Hopefully this doesn’t stray into GD territory, but it seems a straightforward enough question so I’ll ask it here. Recently, the Bank of England (and the US’s urging) blocked the Maduro government from withdrawing $1.2 billion in gold assets. I get that they and the US want to recognize Juan Guaido as the president or force Venezuela to run a new election, but I can’t see how the Bank of England can prevent them from withdrawing their own money and keep it’s credibility. Does this mean that any government could, potentially, not be able to withdraw it’s own assets if it runs afoul of the US/UK government? Or am I missing something here? Is there another reason they are or can block the withdrawal?
UK no longer recognizes Maduro as being part of the government of Venezuela. He’s just some guy, not the head of state anymore. That’s Venezuela’s gold. Maduro has no say in what gets done with it according to the UK’s government. It’s not really any more complicated than that.
That is indeed how the world works.
I will tack on that having a security council veto prevents any binding UN resolution demanding they release the gold/recognize Maduro.

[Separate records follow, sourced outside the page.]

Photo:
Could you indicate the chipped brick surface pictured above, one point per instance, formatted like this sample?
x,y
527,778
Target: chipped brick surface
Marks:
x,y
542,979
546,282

It can’t get indignant on Brits’ behalf about the emphasis on ‘at US urging’, but who says it’s anything other than completely independent action of the UK? The who thing about declaring Maduro not the legitimate president (and hard to see on the merit how he is any longer) is not particularly orchestrated by the US and is loads of countries not just US and UK, and opposed by a largely odious list of regimes.
And it would probably be some of the same people sniping about the UK providing haven for dirty money from eg. Russian gangster/oligarchs now that it’s more fashionable to call out Russia since the US 2016 election. A criticism of the Brits not without any foundation IMO.
I wonder what’s the ruling principle of cynical comments about this, that a non US puppet UK would have the BoE turn over the gold to anyone holding the levers of power in Venezuela by force no matter what?